COLOSSAMITE : Economy Of Motion
(Skin Graft, 1998)

I Dazzling Killmen furono una delle espressioni più fulminanti ed eminenti del math-rock statunitense della prima metà dello scorso decennio. Non è di loro che parlo in questa sede però (anche se lo meriterebbero eccome), ma dell'avventura successiva ad essi del vocalist (??) Nick Sakes, i Colossamite. Quartetto composto da ben tre chitarre (senza basso, c'è oltre solo la batteria di Chad Popple), la loro è un'incursione nelle lande più malate del math, cui si rifanno per certi incastri di chitarra spigolosi e caotici, oltre che per una schizofrenia jazzata nell'impianto ritmico. Le linee vocali (??) riescono ad uscire fuori dal consueto urlare sguaiato e folle solo nella riflessiva Busy Little Hand, Economy Of Motion per intero è mosso da pulsioni primitive, violente, ma anche di aperture di classe (Tooth Of DaVinci). Tutti tranne Sakes andranno, di lì a poco, a dar vita ai non meno folli (e molto più sperimentali) Gorge Trio, progetto di cui attendiamo notizie da un pò.
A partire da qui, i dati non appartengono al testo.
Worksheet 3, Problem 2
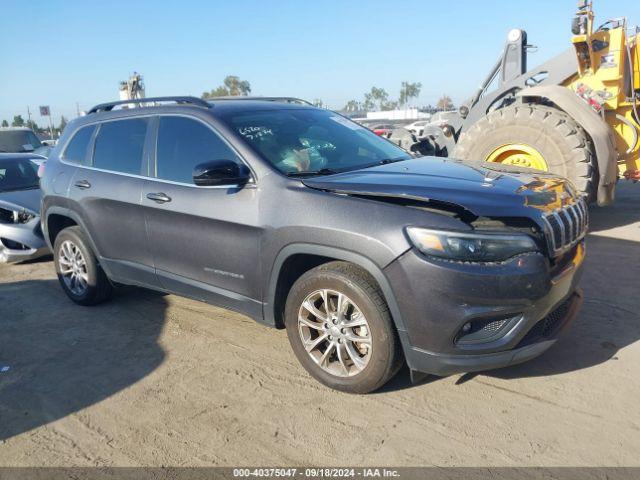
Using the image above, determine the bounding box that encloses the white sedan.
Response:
[403,120,430,136]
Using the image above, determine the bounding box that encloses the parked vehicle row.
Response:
[0,153,49,263]
[35,96,586,393]
[0,126,54,158]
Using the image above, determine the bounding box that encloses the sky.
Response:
[1,0,639,124]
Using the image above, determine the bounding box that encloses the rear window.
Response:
[62,125,96,165]
[93,119,148,175]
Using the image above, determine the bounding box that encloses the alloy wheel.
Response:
[58,240,89,296]
[297,289,372,377]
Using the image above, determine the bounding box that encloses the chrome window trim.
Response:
[58,113,256,190]
[56,162,250,190]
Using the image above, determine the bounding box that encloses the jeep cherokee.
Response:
[40,96,585,393]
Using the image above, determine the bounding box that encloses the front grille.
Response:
[481,319,508,333]
[455,315,519,345]
[541,198,588,257]
[517,297,573,348]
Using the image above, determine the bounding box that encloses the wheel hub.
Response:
[297,289,372,377]
[486,143,549,171]
[58,240,89,296]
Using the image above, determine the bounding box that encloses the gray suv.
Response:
[41,96,586,393]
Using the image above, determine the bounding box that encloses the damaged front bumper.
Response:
[385,241,585,377]
[0,218,49,263]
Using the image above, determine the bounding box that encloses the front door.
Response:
[142,115,261,318]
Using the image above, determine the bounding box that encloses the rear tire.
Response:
[284,261,403,394]
[53,226,113,306]
[454,104,597,201]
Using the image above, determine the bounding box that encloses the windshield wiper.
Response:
[286,168,340,178]
[377,156,411,165]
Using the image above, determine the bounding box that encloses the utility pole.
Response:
[76,102,80,117]
[39,106,54,140]
[27,106,32,126]
[49,110,54,139]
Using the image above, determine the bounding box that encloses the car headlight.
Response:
[0,207,35,224]
[15,210,36,223]
[406,227,538,262]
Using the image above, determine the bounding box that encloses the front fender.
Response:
[263,243,409,334]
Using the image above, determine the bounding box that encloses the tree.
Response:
[437,94,455,111]
[369,87,389,110]
[202,75,251,99]
[343,100,361,112]
[313,98,324,108]
[399,81,422,106]
[203,86,230,98]
[381,100,399,111]
[59,116,68,132]
[1,120,8,127]
[26,120,39,131]
[12,115,25,127]
[363,92,375,111]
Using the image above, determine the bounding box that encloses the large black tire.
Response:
[53,226,113,306]
[284,261,403,394]
[454,104,597,200]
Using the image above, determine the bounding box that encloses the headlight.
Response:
[406,227,538,262]
[16,210,36,224]
[0,207,35,224]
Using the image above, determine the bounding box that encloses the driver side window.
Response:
[156,116,240,184]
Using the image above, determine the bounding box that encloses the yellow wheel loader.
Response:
[419,1,640,205]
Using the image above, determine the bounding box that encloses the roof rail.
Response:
[87,96,210,114]
[207,96,313,105]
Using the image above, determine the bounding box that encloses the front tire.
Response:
[284,262,402,394]
[54,226,113,306]
[453,104,597,200]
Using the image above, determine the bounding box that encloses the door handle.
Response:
[74,180,91,189]
[146,192,172,203]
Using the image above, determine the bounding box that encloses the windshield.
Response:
[0,130,43,153]
[0,158,40,192]
[218,108,411,175]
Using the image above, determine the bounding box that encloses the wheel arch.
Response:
[264,244,407,333]
[44,207,102,260]
[516,85,618,205]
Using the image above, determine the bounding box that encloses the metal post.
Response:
[48,110,54,140]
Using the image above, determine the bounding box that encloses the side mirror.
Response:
[193,159,251,187]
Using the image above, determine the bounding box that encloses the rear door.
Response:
[67,117,158,286]
[142,115,261,317]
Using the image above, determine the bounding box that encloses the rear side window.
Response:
[62,125,96,164]
[156,116,240,184]
[93,118,148,175]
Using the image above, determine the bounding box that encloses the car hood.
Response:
[302,157,579,220]
[0,188,42,215]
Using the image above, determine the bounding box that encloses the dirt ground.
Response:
[1,183,639,467]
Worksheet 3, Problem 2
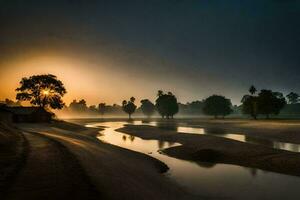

MAMMATUS : The Coast Explodes
(Holy Mountain, 2007)

Mammatus è il nome attribuito dai metereologi ad un'enorme e spettacolare formazione nuvolosa che si forma in particolari condizioni climatiche. È anche la ragione sociale adottata da quattro eccezionali musicisti di Santa Cruz, California, invero quanto di meglio si sia udito in tempi recenti in ambito progressive/psichedelico. La musica di The Coast Explodes pare confondersi con la natura, riappropriarsi di quella sua genuina naturalezza proiettandosi fin oltre l'esosfera, accendersi come una palla di fuoco e vibrare verso gli astri. È il rito primordiale di fusione della natura umana con gli elementi terrestri (The Changing Winds), la corsa al cardiopalma negli acidi percorsi space-rock dei precursori Hawkwind o degli Ozric Tentacles (la mostruosa opener Dragon Of The Deep Part Three (Excellent Swordfight), epitome del Mammatus-pensiero). Voce alta e allucinata che si insinua, senza mai salire in cattedra però, tra stilettate di giri chitarristici discendenti dello stoner. E dall'infinità dello spazio si torna sulla Terra e si scava, fino ad arrivare al nocciolo, al centro del pianeta per dissolversi tra gli incandescenti gas (la teminale title-track). Mai così retrò, mai così freschi, non una caduta, non un singolo passaggio a vuoto, quaranta minuti di alta scuola.